By Sri Kandi
PHNOM PENH — Cambodia is tense and uncertain. The present impasse cannot go on much longer, with the Khmer Rouge continuing to flout all the conditions laid down in the Paris peace agreement signed last October, and the UNTAC (United Nations Transition Authority in Cambodia) going ahead as though the agreement is in effect.
The repatriation of refugees has picked up pace in the last month, although it is well behind the original schedule, and it seems unlikely that all 350,000 people will be returned to Cambodia before the elections (if they take place as scheduled next May).
The promised land grants to each returning family have given way to an option of $US50 cash per person, because unoccupied or unowned land is not available in the amounts needed, and land mines are a barrier to opening the vacant land that does exist. The $50 won't last very long, and the inevitable drift to the town will occur.
UNTAC electoral teams have been mapping the country and drawing up estimates of population distribution. The expected 4.5 million voters figure has now been revised to over 5 million, indicating an even larger proportion of Cambodia's population living in the 90% of the country controlled by the State of Cambodia (SOC).
The Electoral Law was passed by the SNC (Supreme National Council, grouping the SOC and the three opposing factions) on August 15 after heated debate on voter eligibility. The Khmer Rouge wanted an ethnic Cambodian qualification, to exclude ethnic Vietnamese who may have lived inside Cambodia for generations. The law as passed allows a vote to anyone born in Cambodia with one parent
born in Cambodia, or anyone born outside Cambodia with one parent and one grandparent born in Cambodia.
The registration books are now open. Overseas Cambodians must return to Cambodia to register, although they will be able to cast absentee ballots in several countries, including Australia.

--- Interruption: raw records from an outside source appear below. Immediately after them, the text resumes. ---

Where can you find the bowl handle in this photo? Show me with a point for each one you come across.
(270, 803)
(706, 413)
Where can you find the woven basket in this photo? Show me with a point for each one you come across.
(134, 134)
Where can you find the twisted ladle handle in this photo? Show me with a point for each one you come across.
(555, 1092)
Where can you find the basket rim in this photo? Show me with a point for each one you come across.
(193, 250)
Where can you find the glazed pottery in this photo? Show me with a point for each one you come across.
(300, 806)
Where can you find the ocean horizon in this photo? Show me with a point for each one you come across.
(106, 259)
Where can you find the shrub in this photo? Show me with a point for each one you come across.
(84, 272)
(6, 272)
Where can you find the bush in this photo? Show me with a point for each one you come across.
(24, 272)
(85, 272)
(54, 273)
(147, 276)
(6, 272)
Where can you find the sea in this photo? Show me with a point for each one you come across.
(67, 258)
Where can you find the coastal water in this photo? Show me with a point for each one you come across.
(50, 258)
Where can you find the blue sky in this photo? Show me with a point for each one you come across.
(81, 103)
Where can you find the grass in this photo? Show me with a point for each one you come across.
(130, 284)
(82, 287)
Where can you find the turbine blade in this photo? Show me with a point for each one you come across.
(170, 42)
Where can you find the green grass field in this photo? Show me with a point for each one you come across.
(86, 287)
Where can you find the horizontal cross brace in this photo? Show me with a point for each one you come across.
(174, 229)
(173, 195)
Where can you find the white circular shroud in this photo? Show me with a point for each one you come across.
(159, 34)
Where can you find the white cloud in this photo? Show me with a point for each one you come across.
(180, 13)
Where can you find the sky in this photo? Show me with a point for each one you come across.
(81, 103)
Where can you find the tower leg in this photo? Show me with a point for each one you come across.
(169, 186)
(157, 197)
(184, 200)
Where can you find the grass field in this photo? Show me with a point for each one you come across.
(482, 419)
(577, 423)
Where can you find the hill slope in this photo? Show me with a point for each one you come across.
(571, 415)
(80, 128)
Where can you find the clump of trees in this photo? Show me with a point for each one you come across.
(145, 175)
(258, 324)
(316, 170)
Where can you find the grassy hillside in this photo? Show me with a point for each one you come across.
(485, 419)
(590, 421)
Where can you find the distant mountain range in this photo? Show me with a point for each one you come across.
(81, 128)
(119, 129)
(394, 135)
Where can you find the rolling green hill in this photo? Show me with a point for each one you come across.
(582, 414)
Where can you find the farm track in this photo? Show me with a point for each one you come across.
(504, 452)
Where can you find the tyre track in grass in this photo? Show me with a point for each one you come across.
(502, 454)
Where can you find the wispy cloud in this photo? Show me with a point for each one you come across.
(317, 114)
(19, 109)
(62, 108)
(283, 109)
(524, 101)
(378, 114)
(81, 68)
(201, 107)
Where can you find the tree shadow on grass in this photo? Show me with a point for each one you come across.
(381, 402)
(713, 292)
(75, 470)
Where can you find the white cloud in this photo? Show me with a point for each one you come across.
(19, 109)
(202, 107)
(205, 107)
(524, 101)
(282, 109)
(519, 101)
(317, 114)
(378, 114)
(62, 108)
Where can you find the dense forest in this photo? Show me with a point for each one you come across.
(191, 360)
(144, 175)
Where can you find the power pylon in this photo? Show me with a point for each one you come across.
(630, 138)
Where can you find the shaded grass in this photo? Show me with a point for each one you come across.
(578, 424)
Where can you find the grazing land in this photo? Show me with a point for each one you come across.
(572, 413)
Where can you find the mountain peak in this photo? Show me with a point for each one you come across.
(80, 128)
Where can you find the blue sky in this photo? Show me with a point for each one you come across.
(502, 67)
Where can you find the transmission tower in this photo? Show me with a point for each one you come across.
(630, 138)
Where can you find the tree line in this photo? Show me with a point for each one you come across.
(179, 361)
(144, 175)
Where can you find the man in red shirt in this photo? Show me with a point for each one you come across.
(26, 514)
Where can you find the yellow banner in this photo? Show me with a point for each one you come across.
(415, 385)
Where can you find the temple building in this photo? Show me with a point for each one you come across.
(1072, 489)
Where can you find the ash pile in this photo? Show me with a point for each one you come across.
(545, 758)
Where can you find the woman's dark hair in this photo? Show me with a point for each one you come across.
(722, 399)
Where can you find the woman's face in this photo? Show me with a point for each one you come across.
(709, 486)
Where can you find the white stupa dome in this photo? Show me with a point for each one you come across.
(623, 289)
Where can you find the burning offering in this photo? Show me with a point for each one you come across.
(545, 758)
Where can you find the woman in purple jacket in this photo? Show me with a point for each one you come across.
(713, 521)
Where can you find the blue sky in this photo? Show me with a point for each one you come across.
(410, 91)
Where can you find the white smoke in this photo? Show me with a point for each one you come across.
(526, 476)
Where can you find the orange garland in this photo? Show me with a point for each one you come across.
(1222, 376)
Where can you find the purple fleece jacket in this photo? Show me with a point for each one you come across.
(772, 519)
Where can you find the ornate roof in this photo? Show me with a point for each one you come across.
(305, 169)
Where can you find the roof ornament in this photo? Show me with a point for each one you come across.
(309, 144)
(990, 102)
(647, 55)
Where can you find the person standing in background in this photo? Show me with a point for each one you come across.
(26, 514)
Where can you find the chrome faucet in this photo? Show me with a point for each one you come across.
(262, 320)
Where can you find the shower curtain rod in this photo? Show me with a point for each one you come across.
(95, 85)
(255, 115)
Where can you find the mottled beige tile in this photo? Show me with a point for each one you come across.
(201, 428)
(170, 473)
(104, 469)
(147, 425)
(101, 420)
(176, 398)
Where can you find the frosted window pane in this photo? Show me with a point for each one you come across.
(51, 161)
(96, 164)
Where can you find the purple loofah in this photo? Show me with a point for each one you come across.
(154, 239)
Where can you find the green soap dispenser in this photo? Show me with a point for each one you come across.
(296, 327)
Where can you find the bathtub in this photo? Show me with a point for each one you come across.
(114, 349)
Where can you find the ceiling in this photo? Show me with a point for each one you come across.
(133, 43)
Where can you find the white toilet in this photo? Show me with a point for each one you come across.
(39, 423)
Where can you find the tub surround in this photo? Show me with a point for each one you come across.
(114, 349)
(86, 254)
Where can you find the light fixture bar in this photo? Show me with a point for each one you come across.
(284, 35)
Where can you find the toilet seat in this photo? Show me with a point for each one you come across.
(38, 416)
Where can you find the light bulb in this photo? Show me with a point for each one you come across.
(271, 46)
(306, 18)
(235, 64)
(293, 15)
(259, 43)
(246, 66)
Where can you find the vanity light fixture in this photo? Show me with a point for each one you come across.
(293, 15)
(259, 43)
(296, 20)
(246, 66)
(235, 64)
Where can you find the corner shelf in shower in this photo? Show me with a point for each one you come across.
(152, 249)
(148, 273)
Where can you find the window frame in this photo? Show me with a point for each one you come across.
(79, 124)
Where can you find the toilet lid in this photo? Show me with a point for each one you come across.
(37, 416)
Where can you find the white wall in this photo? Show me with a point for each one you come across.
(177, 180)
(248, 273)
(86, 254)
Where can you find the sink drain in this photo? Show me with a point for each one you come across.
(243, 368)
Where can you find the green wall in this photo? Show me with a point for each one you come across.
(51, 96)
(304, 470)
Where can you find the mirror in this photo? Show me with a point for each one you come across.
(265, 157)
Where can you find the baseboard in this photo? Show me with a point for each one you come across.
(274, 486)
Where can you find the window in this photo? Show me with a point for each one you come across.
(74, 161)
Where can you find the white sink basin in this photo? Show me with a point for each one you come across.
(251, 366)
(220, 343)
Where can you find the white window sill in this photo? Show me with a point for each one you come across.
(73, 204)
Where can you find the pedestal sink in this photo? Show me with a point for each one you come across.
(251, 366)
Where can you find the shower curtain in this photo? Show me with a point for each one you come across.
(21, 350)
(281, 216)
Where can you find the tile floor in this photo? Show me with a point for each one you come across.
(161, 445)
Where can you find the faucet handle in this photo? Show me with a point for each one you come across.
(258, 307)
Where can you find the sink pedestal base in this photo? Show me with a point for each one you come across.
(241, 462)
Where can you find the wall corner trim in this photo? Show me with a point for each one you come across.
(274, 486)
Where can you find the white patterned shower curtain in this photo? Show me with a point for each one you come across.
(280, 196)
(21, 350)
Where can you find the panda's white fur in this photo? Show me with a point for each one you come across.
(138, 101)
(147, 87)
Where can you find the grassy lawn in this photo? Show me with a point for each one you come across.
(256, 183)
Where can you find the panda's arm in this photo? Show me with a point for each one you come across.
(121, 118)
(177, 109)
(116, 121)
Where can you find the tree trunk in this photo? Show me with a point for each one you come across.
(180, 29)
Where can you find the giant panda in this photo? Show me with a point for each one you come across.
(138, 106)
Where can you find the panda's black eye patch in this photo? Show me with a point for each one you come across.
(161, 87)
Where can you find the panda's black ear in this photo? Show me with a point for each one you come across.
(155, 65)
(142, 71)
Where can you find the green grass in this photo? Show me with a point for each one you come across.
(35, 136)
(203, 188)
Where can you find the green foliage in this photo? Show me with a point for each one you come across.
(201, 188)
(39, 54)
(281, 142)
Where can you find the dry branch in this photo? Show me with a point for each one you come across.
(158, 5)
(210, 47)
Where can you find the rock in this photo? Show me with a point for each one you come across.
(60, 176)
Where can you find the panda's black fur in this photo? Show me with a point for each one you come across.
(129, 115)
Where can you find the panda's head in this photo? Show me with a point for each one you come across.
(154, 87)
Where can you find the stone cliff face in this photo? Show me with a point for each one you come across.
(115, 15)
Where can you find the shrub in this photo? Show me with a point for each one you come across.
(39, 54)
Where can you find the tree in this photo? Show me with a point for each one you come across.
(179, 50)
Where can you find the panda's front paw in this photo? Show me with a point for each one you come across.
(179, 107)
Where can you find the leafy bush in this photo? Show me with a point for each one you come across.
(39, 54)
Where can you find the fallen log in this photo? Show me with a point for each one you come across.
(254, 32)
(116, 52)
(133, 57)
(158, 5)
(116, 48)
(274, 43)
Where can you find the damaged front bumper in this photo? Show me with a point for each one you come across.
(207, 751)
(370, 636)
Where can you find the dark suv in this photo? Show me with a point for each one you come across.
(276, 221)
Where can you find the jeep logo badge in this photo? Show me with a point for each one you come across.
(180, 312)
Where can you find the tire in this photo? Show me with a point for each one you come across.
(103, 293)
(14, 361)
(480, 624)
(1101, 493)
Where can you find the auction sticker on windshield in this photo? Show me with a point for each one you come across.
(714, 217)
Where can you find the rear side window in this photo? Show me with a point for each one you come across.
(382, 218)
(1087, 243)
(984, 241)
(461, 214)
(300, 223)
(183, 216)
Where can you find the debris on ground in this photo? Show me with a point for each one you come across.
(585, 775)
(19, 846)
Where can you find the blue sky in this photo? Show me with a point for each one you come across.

Each party with provisional registration may observe and challenge any voter who seeks registration on the electoral roll. Parties will have to prove support from 5000 voters before they can join the formal election campaign and appear on the ballot. Voting will occur in province-wide electorates for lists of candidates put up by each party — so the voter will not be able to select individuals to vote for (or against).
So far the Khmer Rouge has not allowed either electoral or military teams into areas under its control. The time is fast approaching (some say September 15 is the absolute deadline) by which the teams will have to move into KR areas or to announce that the mandate from Paris is unenforceable.
At that stage the UN Security Council could redefine UNTAC's mandate to go ahead with the demobilisation and elections in the areas controlled by the SOC and the other factions, while leaving the KR-controlled areas alone, and the KR party name off the ballot.
This solution had been resisted, as it could be tantamount to a partition of the country. However, it would seem preferable to the other option of the UN withdrawing completely and leaving the economy in tatters and the KR in a militarily stronger position than at the time of the signing of the Paris agreements, having had almost a year of fairly unfettered opportunity to extend their territory.
Japan and Thailand (after discussions involving China, the KR's main backer) have now come up with yet another "compromise" to try to induce the KR back into the process. This is to set up some further consultative committees to the SNC, which would further erode the SOC's administrative jurisdiction.
The SOC came up with a surprise proposal last week that an election for head of state be held before the Constituent Assembly elections laid down in the Paris agreement. It would seem that this is an attempt to keep UNTAC in place to continue the voter registration and actually conduct a ballot that is acceptable to the KR, as all factions will most likely support Sihanouk, whom they have endorsed as Chairperson of the SNC.
However, it carries with it the problem of requiring a revision of the Paris agreement, which could open the door to the KR's many proposed revisions. Up to now the SOC has adamantly refused to entertain any revision, and has pressed for implementation of the agreement as signed.
The KR's other demand on the verification of withdrawal of Vietnamese troops is still being pursued, and along with it comes a most sinister anti-Vietnamese campaign from the KR. Ominously, the campaign has been supported by the other opposition factions. It seems only Sihanouk himself is standing with the SOC against this dangerous manoeuvre. Several massacres have already been reported. The UNTAC investigating team found that the recent killings in Kampot were carried out by KR wearing government military uniforms.
The UNTAC juggernaut continues to be deployed throughout the country. However, it is remote from the day to day life of the people except in its economic impact — with inflation of 100% this year, and rising more sharply over the past month — and its impact on traffic and road accidents.
Whether it will stay to carry out the repatriation, military and electoral tasks, rather than just establish its own superstructure, is yet to be seen.